Sarah Slean has veracity down to a sweet science

To most of us, lab coats and microscopes might not seem as glamorous as evening gowns and microphones. But Sarah Slean would beg to differ.

“I think science is way more glamorous than music,” Slean says, reached in Toronto, where she’s in the midst of final exams for cognitive science before embarking on a tour that kicks off in Vancouver. “Science and chemistry are so beautiful, and painters everywhere should be in convulsions trying to depict their beauty.”

Unless you count self-analysis, there’s nothing particularly scientific—no odes to quantum string theory, say—on The Baroness, Slean’s fifth and latest album. In fact, if anything, the student of philosophy, science, and music has stripped away the characters and metaphors of her early work to reveal more of herself.

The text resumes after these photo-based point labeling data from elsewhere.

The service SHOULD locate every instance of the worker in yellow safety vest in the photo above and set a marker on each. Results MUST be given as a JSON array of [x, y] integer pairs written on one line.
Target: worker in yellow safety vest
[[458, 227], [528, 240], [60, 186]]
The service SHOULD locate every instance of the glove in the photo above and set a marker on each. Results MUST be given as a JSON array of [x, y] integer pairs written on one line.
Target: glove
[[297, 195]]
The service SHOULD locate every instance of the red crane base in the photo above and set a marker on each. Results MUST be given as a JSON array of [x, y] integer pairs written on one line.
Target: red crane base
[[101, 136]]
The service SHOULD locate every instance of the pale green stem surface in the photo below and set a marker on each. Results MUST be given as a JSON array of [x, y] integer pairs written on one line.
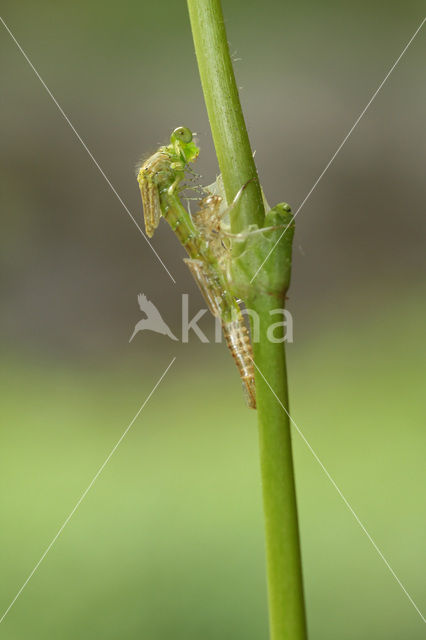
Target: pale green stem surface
[[284, 571]]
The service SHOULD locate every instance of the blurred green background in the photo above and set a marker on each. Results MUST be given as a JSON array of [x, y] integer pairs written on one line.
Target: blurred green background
[[169, 542]]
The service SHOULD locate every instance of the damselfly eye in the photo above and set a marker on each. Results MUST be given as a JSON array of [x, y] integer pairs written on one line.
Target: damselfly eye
[[183, 134]]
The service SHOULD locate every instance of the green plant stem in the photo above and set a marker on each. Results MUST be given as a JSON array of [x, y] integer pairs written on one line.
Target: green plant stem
[[284, 571], [284, 568], [226, 118]]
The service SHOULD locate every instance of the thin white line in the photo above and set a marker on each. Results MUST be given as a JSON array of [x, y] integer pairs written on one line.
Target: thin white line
[[343, 497], [84, 494], [83, 143], [339, 148]]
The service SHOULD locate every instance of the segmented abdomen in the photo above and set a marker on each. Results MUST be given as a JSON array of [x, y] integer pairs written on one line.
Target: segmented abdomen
[[238, 342]]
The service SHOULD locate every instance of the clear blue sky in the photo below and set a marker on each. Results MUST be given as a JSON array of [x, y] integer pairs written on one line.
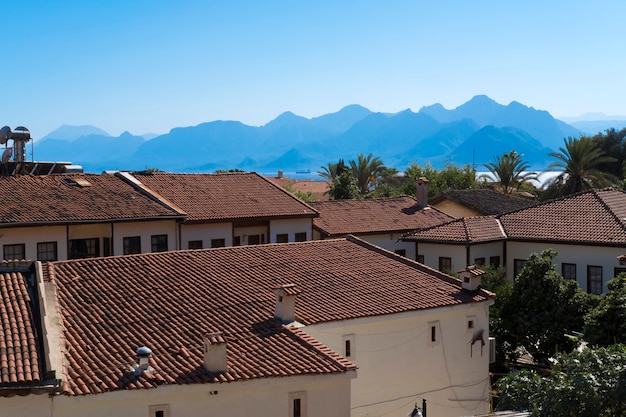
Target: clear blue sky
[[149, 66]]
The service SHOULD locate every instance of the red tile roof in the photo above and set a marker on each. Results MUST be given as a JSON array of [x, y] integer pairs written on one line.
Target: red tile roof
[[20, 351], [370, 216], [462, 231], [484, 201], [168, 301], [68, 198], [596, 216], [225, 197]]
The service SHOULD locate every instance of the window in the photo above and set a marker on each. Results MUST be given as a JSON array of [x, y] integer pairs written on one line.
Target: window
[[131, 245], [255, 239], [15, 252], [47, 251], [594, 279], [349, 346], [617, 271], [107, 246], [84, 248], [445, 264], [158, 243], [160, 410], [434, 338], [195, 244], [297, 404], [568, 271], [518, 265], [218, 243]]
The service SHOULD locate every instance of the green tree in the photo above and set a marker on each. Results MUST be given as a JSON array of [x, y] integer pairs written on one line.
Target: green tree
[[542, 309], [344, 187], [580, 160], [330, 171], [606, 323], [510, 172], [587, 383], [451, 177], [366, 170]]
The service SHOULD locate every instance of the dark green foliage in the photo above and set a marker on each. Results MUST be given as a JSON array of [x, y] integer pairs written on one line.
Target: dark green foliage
[[589, 383], [510, 172], [451, 177], [606, 323], [542, 309]]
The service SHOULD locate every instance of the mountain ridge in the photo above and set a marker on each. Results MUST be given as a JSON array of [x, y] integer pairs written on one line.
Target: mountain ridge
[[477, 130]]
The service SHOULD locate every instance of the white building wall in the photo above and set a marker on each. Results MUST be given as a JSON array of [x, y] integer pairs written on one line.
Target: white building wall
[[398, 365], [205, 232], [432, 252], [145, 230], [323, 396], [390, 242], [26, 406], [581, 255], [291, 227], [30, 236]]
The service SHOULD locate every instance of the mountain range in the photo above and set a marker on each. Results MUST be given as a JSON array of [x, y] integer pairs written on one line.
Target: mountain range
[[473, 133]]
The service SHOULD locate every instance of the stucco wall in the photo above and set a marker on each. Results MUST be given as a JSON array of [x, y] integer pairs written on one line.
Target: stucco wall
[[398, 365], [324, 396]]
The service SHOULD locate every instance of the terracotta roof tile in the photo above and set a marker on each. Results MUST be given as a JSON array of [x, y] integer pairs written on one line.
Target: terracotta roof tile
[[384, 215], [62, 198], [20, 351], [596, 216], [463, 230], [225, 197], [169, 301], [484, 201]]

Take, for instance, “Looking for Someone”, one of the album’s standout tracks. When Slean opened for Rufus Wainwright last year at the Centre in Vancouver for Performing Arts, she introduced the piano-pop ballad by noting that she was about to exit her 20s, and that she still hadn’t found the person she wanted to spend the rest of her life with.

“When I turned 30 I did feel like something big happened, and that I started speaking the truth to myself,” Slean says. “And sometimes it was hard to get the courage to say it. I’d never written a song like that, where I was so straight-up. And I felt like it was necessary—that it was a new era of bravery.”

The steely kiss-off “Get Home”, with its swelling refrain of “Liars and cowards/Like you”, is similarly straightforward; the same goes for the sparse “Shadowland”, which features the introductory verse, “I have been to the shadowland/I heard the empty call/Hatred and anorexia/Misery and alcohol.”

Slean’s new policy of truth ties in with the album’s title. “I wanted to call this album The Baroness for so long. Then when I ended up with these songs, I thought, ”˜That doesn’t make any sense.’ That’s not this kind of character—a baroness to me is the one wearing giant ball gowns, and is backed by massive string sections and sleigh bells, and uses deep, embedded metaphors and references to T. S. Eliot and all of this stuff. And these songs are totally naked.”

But The Baroness can also be heard as barrenness or bareness, she points out. “So that silly little sound twist on that word made sense to me. It was the perfect mix of fragility and the nudity we’re talking about, and the power of making art itself—of alchemizing that struggle and searching and loneliness into something great and powerful, and worthy of the more blatant meaning of the word.”

The album might go to some pretty dark places, but Slean herself never loses her sense of wonder. “Every course I take, I’m newly floored by some amazing phenomenon,” says the singer. “Whether it’s Beethoven’s symphonies or neurons and dendrites.”

Sarah Slean plays the Vancouver East Cultural Centre on Tuesday and Wednesday (April 29 and 30).